Tipping:  By law, the service charge for dining at restaurants is included in the price of the meal. If you feel the service was exceptional, you can leave a tip (10%) in addition to the price on the bill.  In bars and cafes, it is usual to round up or leave some small change.


As Dutch people are quite informal etiquette is not a big issue but,

You shouldn't start a conversation with someone without introducing yourself within the first couple of sentences, and tell them what your relation is to the host.  Always shake the person's hand when introduced to them.  The Dutch do a three cheek kiss, IF you know the person, starting on the left cheek(from your view).  A "Sorry" for bumping into someone, or a "Dank u wel" (thank you) will go a long way.

If you smoke, it is customary to ask the owner of the house if it is alright to smoke(some people hate the smell of smoke in their house or some may be allergic--some people even think smoking and secondhand smoke might be unhealthy and dirty - shocking!!!).

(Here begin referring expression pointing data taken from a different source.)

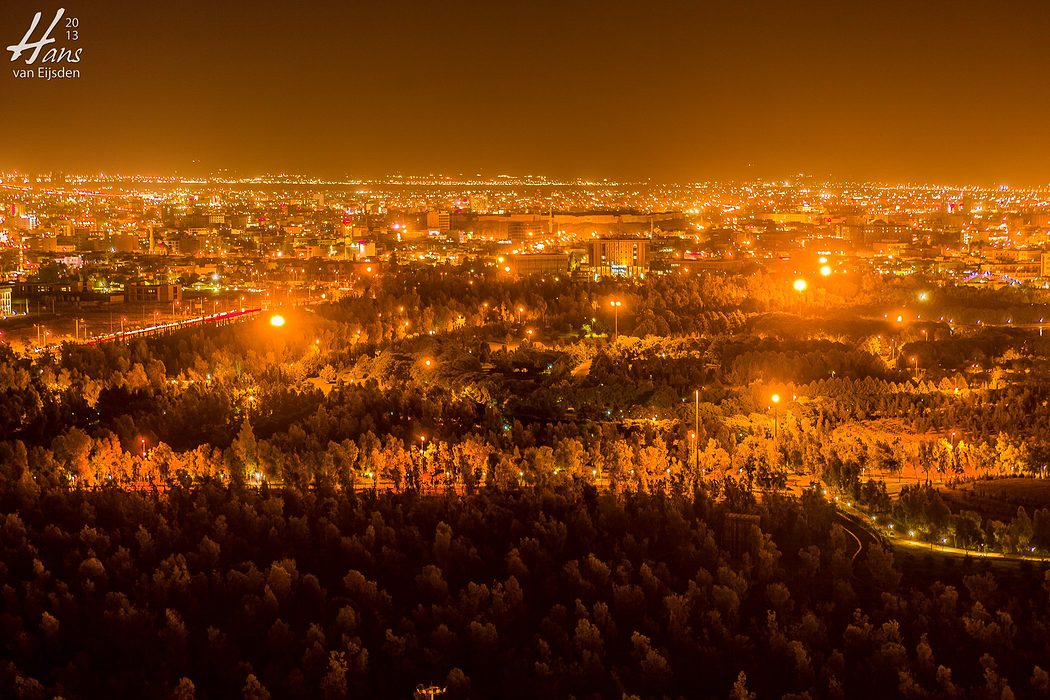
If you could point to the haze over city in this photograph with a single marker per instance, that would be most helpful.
(891, 91)
(505, 349)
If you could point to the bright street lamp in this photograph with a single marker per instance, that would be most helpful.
(615, 316)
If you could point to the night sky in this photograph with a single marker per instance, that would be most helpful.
(889, 90)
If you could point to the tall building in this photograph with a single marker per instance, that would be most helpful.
(627, 257)
(439, 220)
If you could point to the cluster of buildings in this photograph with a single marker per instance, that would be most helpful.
(83, 239)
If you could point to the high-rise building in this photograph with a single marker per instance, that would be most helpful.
(628, 257)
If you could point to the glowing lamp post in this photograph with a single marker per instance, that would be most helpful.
(776, 403)
(615, 316)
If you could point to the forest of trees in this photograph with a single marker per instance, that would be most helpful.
(219, 592)
(405, 487)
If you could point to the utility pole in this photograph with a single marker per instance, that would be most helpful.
(696, 431)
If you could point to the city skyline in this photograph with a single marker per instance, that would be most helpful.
(937, 92)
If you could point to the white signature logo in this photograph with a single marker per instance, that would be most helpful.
(53, 55)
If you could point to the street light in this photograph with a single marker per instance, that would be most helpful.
(776, 401)
(615, 316)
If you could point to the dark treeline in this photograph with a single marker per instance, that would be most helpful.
(222, 593)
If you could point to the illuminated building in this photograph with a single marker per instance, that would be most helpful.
(627, 257)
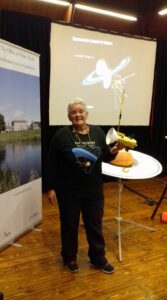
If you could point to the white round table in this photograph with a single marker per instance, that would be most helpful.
(144, 167)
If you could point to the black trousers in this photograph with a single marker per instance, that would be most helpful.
(92, 213)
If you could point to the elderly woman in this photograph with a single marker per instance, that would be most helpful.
(75, 181)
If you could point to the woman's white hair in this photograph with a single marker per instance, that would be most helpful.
(74, 102)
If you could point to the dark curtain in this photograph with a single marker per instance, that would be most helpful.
(33, 33)
(159, 107)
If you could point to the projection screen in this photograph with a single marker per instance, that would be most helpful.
(110, 73)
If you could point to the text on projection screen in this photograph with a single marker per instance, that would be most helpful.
(110, 73)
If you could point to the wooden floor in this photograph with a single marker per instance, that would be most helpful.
(35, 271)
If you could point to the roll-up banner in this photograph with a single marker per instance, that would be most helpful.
(20, 142)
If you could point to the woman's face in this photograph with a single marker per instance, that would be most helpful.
(78, 115)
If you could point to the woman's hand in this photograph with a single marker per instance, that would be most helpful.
(52, 196)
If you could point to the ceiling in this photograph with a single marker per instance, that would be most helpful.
(42, 8)
(144, 10)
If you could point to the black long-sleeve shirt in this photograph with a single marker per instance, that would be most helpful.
(75, 176)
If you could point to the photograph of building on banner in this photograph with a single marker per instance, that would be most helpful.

If you are with a group and buying a drink for yourself in a bar or café, ask the people among if they want a drink aswell, this shows respect and willingness to do something for them.

Take something with you when you are invited, a bottle of wine, a little bouquet of flowers, some chocolate, something of your own country will impress the host, explain what it is and why you brought it, this is a good starter when you come in and make the conversation a little bit less awkward.

Dutch Directness:


In general, all Dutch and specifically the Dutch living in the Western (urban) part of The Netherlands can be very direct or outspoken towards each other and to strangers. This "openness" sometimes can be misunderstood as being rude, nosy or unmannered. The Dutch merely see this as a sign of honesty and trust rather then being unmannered. So do not be shy and try to go with the flow. Also it is good to understand that few Dutch know the nuances and innuendo of the English language so they will try to directly translate what they are normally saying in Dutch.



Behavior in Public:


When it comes to behavior in public The Netherlands are very similar to other Western/European societies. Try to blend in. Loud, outspoken or provocative behavior will not be appreciated, especially not in public transport or crowded places.



Table Manners:


When going to a restaurant it is polite to wait until the host/waiter welcomes you and brings you to a table. In less formal restaurants, lunchrooms or diners you can just grab an empty table and wait for the waiter there. When in doubt just wait or ask the staff.



Europeans generally eat with a fork in the left hand and a knife in the right hand. In restaurants it is seen as awkward to just using the fork in the right hand when eating a meal.